Cittadini, ccu tuttu ‘u cori: viva Santa Lucia

A chi ha superato la soglia di una certa età capita spesso di ripercorrere all’indietro il tempo trascorso. Un’abitudine resa piacevole non tanto dall’allontanamento dal presente quanto dal sollievo che si prova man mano che le ansie e gli assilli quotidiani cedono il passo alla semplicità di un tempo ormai lontano.
Questo percorso lento trova sempre il suo naturale approdo nel solito scenario, assai diverso da quello di oggi, in cui la vita era più semplice, i rapporti umani erano più sinceri e ciascuno si considerava contento di quel poco che c’era e di quel poco che aveva.
Un consistente contributo a quel “poco” era dato dalle feste di paese, che erano molto attese non solo perché spezzavano il tranquillo andazzo della vita di tutti i giorni, ma perché erano l’occasione per ampliare la sfera delle conoscenze e rafforzare i legami tra amici e parenti.

A Belpasso la festa per eccellenza era quella di Santa Lucia, la cui attesa cominciava subito dopo i morti, quando si cominciavano a contare con impazienza i giorni che mancavano al 30 di novembre: quel giorno, gli inconfondibili rintocchi della campana grande della Matrice avrebbero annunciato l’inizio della Tredicina, un appuntamento che pochi avrebbero disatteso, se non per improrogabili necessità.
In mezzo alla folla che ogni mattina affollava le navate della chiesa per assistere alla funzione, numerosi erano i ragazzi, che nulla avrebbe potuto fermare, né la fatica della levataccia per essere puntuali alle 5 del mattino e neanche i rigori del clima (particolarmente sferzante a quell’ora e in quel periodo dell’anno).

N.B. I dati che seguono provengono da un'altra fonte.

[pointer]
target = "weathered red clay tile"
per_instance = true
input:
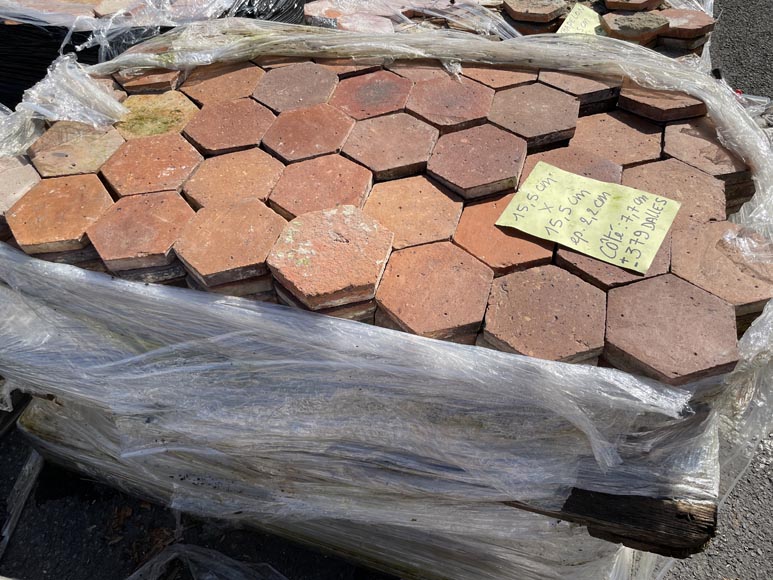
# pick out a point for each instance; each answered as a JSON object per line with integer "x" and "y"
{"x": 392, "y": 146}
{"x": 225, "y": 179}
{"x": 415, "y": 209}
{"x": 419, "y": 69}
{"x": 330, "y": 258}
{"x": 305, "y": 133}
{"x": 436, "y": 290}
{"x": 498, "y": 77}
{"x": 371, "y": 95}
{"x": 535, "y": 10}
{"x": 229, "y": 126}
{"x": 149, "y": 81}
{"x": 536, "y": 112}
{"x": 478, "y": 162}
{"x": 228, "y": 243}
{"x": 695, "y": 142}
{"x": 138, "y": 232}
{"x": 620, "y": 137}
{"x": 151, "y": 164}
{"x": 320, "y": 183}
{"x": 504, "y": 250}
{"x": 703, "y": 256}
{"x": 660, "y": 106}
{"x": 604, "y": 275}
{"x": 546, "y": 313}
{"x": 295, "y": 86}
{"x": 576, "y": 160}
{"x": 449, "y": 103}
{"x": 687, "y": 24}
{"x": 632, "y": 5}
{"x": 149, "y": 115}
{"x": 69, "y": 148}
{"x": 222, "y": 82}
{"x": 670, "y": 330}
{"x": 702, "y": 196}
{"x": 638, "y": 27}
{"x": 54, "y": 215}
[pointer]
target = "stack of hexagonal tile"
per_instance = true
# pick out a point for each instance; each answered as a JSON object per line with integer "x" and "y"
{"x": 372, "y": 193}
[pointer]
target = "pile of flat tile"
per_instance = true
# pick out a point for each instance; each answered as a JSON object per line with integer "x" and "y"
{"x": 371, "y": 193}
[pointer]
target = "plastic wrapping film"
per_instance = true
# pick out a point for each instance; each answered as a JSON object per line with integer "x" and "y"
{"x": 388, "y": 447}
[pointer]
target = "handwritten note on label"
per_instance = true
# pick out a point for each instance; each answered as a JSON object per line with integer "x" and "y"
{"x": 614, "y": 223}
{"x": 582, "y": 20}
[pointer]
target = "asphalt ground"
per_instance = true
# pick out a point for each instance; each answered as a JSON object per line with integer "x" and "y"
{"x": 76, "y": 529}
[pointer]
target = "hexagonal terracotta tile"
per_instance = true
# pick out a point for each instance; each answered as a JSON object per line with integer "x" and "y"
{"x": 222, "y": 82}
{"x": 392, "y": 146}
{"x": 229, "y": 126}
{"x": 479, "y": 161}
{"x": 54, "y": 215}
{"x": 670, "y": 330}
{"x": 305, "y": 133}
{"x": 228, "y": 243}
{"x": 330, "y": 258}
{"x": 69, "y": 148}
{"x": 295, "y": 86}
{"x": 702, "y": 196}
{"x": 371, "y": 95}
{"x": 575, "y": 160}
{"x": 225, "y": 179}
{"x": 156, "y": 114}
{"x": 604, "y": 275}
{"x": 546, "y": 313}
{"x": 537, "y": 113}
{"x": 449, "y": 103}
{"x": 705, "y": 255}
{"x": 139, "y": 231}
{"x": 620, "y": 137}
{"x": 151, "y": 164}
{"x": 436, "y": 290}
{"x": 415, "y": 209}
{"x": 504, "y": 250}
{"x": 320, "y": 183}
{"x": 696, "y": 143}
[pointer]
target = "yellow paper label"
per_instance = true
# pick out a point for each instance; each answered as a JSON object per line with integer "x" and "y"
{"x": 614, "y": 223}
{"x": 582, "y": 20}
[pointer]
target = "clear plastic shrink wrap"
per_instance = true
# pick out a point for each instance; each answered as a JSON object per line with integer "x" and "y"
{"x": 397, "y": 450}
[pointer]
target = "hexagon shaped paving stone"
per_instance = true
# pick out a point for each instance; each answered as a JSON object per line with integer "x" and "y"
{"x": 228, "y": 243}
{"x": 139, "y": 231}
{"x": 149, "y": 115}
{"x": 546, "y": 313}
{"x": 229, "y": 126}
{"x": 415, "y": 209}
{"x": 320, "y": 183}
{"x": 536, "y": 112}
{"x": 69, "y": 148}
{"x": 222, "y": 82}
{"x": 249, "y": 174}
{"x": 151, "y": 164}
{"x": 306, "y": 133}
{"x": 449, "y": 103}
{"x": 392, "y": 146}
{"x": 703, "y": 256}
{"x": 332, "y": 257}
{"x": 436, "y": 290}
{"x": 371, "y": 95}
{"x": 504, "y": 250}
{"x": 670, "y": 330}
{"x": 620, "y": 137}
{"x": 54, "y": 215}
{"x": 479, "y": 161}
{"x": 296, "y": 86}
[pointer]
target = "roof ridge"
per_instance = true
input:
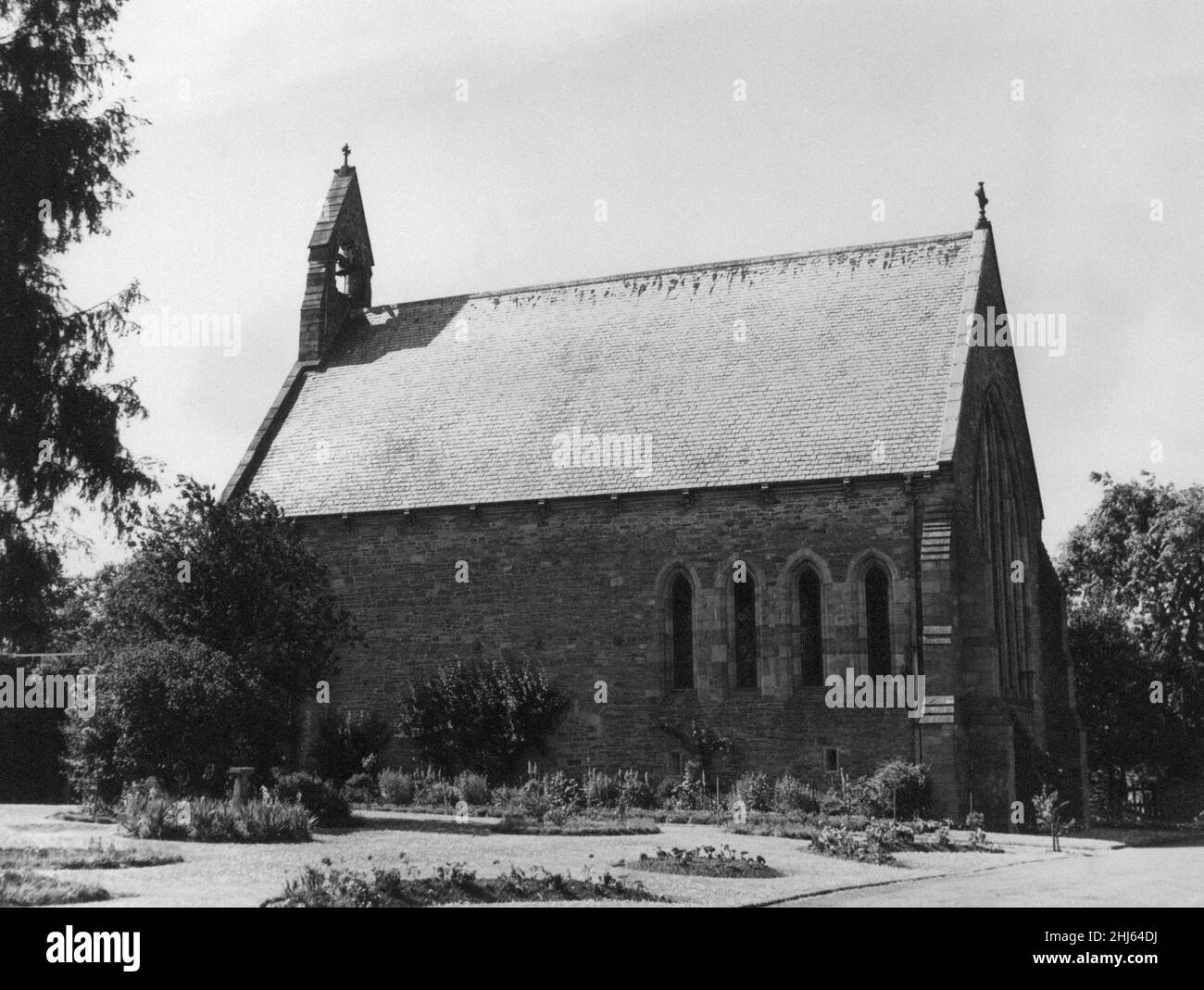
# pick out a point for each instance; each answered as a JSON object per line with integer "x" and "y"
{"x": 730, "y": 264}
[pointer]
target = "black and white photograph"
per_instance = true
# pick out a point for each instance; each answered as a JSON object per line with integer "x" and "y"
{"x": 601, "y": 453}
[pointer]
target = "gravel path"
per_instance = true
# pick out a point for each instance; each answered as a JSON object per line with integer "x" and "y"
{"x": 245, "y": 874}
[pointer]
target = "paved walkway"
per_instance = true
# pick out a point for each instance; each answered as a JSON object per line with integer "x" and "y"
{"x": 1151, "y": 877}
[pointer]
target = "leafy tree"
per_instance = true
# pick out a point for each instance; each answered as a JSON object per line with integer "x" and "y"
{"x": 59, "y": 427}
{"x": 1135, "y": 574}
{"x": 484, "y": 717}
{"x": 177, "y": 710}
{"x": 235, "y": 576}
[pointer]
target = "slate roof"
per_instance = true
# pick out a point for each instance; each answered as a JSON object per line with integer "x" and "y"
{"x": 849, "y": 366}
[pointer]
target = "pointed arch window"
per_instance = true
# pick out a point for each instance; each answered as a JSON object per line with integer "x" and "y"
{"x": 810, "y": 623}
{"x": 878, "y": 620}
{"x": 745, "y": 645}
{"x": 682, "y": 632}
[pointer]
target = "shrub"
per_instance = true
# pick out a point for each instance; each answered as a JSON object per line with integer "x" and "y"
{"x": 360, "y": 788}
{"x": 636, "y": 792}
{"x": 445, "y": 884}
{"x": 755, "y": 790}
{"x": 793, "y": 795}
{"x": 215, "y": 821}
{"x": 432, "y": 790}
{"x": 484, "y": 717}
{"x": 897, "y": 789}
{"x": 533, "y": 800}
{"x": 179, "y": 710}
{"x": 472, "y": 788}
{"x": 841, "y": 842}
{"x": 349, "y": 744}
{"x": 601, "y": 789}
{"x": 564, "y": 793}
{"x": 691, "y": 794}
{"x": 320, "y": 797}
{"x": 705, "y": 745}
{"x": 396, "y": 786}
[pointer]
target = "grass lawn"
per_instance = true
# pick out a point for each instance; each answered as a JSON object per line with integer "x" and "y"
{"x": 244, "y": 874}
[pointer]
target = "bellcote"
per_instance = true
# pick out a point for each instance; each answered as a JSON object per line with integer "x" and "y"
{"x": 340, "y": 277}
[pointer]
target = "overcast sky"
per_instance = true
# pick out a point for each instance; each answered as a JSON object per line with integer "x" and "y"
{"x": 633, "y": 103}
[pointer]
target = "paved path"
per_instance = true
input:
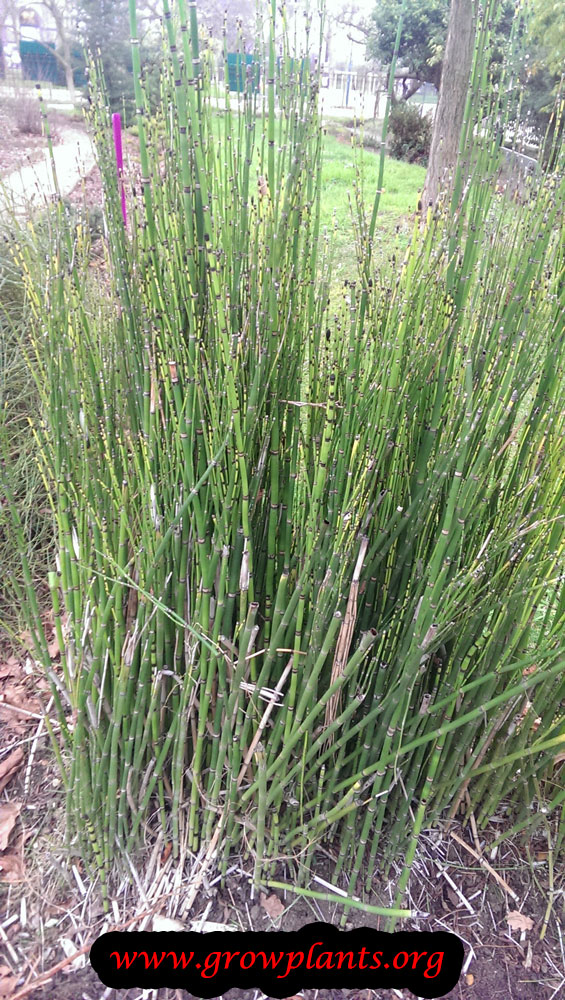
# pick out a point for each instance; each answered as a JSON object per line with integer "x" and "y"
{"x": 30, "y": 187}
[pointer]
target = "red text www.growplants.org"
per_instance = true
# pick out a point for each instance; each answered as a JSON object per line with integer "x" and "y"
{"x": 279, "y": 963}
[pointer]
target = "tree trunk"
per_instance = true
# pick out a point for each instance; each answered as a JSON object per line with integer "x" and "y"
{"x": 452, "y": 97}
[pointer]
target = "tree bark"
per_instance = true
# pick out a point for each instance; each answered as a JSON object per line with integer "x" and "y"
{"x": 448, "y": 121}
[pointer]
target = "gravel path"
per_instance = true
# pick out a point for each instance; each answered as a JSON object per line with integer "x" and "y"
{"x": 31, "y": 187}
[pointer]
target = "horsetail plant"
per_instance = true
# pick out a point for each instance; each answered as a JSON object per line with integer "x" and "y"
{"x": 303, "y": 545}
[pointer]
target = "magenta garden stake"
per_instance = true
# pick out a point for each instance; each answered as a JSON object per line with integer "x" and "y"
{"x": 117, "y": 127}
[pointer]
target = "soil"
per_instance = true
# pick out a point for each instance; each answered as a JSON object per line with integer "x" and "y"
{"x": 39, "y": 879}
{"x": 20, "y": 148}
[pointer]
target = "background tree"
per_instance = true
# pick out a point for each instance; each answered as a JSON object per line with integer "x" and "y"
{"x": 421, "y": 53}
{"x": 448, "y": 119}
{"x": 64, "y": 15}
{"x": 422, "y": 42}
{"x": 104, "y": 27}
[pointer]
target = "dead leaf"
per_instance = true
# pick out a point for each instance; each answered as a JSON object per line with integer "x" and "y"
{"x": 519, "y": 921}
{"x": 9, "y": 766}
{"x": 272, "y": 905}
{"x": 9, "y": 812}
{"x": 11, "y": 868}
{"x": 8, "y": 982}
{"x": 167, "y": 924}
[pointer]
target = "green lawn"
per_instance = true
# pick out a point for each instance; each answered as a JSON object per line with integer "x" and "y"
{"x": 402, "y": 185}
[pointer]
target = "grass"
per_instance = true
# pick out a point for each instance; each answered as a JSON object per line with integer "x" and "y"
{"x": 402, "y": 185}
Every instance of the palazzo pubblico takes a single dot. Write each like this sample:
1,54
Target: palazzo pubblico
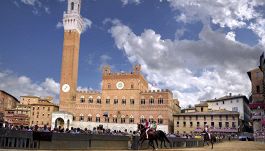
124,100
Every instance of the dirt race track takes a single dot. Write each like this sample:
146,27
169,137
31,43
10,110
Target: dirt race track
225,146
229,146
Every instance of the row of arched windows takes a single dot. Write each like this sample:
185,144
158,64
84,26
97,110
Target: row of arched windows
121,119
90,100
123,100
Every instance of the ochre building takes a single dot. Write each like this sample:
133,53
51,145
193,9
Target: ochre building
195,119
39,110
7,102
124,100
257,102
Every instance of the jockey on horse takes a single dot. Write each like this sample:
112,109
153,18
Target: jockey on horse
150,127
206,130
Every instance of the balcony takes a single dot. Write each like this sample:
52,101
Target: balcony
257,105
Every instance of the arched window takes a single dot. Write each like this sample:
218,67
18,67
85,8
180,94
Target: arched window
89,118
131,101
131,119
115,119
160,119
97,118
81,117
107,119
90,99
142,119
98,100
142,101
151,100
108,100
116,101
123,101
72,5
122,119
160,100
151,119
82,99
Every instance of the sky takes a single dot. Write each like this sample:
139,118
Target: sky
199,49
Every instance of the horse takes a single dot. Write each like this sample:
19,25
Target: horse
208,138
152,136
162,137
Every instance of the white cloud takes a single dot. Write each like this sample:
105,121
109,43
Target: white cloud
36,5
104,59
125,2
231,36
211,67
226,13
23,85
87,24
59,25
31,2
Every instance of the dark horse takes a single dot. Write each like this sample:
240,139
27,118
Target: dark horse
152,136
208,138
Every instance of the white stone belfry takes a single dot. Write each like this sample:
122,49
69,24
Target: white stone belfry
72,20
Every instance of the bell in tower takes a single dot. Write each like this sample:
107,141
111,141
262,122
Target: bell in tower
137,69
74,6
106,70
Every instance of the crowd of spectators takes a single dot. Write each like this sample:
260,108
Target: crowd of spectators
72,130
260,133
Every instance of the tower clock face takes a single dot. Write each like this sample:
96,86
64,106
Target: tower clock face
65,88
119,85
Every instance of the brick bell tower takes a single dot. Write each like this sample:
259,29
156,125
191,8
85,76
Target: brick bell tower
73,26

Quel «ccu tuttu u cori!», seguito da «W Santa Lucia!» ripetuto con forza e con fede per tredici mattine consecutive, sarebbe stata la migliore gratifica per i sacrifici sostenuti e sopportati. 

A vivere l’attesa della Festa era anche un nutrito esercito di professionalità – elettricisti, falegnami, fabbri, carpentieri, pittori, tecnici e chi più ne ha più ne metta – che sin dalla fine dell’estate era impegnato nella progettazione e nella realizzazione dei Carri allegorici.
Erano i “giovani cantanti” e la loro attesa, più che verso il 13 dicembre, era proiettata verso il giorno prima, vigilia della festa e giornata molto intensa. I ragazzi delle scuole facevano mezzo orario e assistevano al rito della deposizione della corona di alloro davanti al monumento ai caduti allo Stricanacchiu, assieme alle autorità civili, religiose e militari. Dopo la processione delle reliquie, che si svolgeva in prima serata e si concludeva con l’offerta della cera, arrivava il momento più atteso: l’apertura dei Carri, con le note di Fik Flok ad accompagnare la scena finale di ciascun Carro che proponeva il trionfo e la gloria della Santa siracusana, spinta sempre più in alto verso il cielo da meccanismi di anno in anno sempre più sofisticati. 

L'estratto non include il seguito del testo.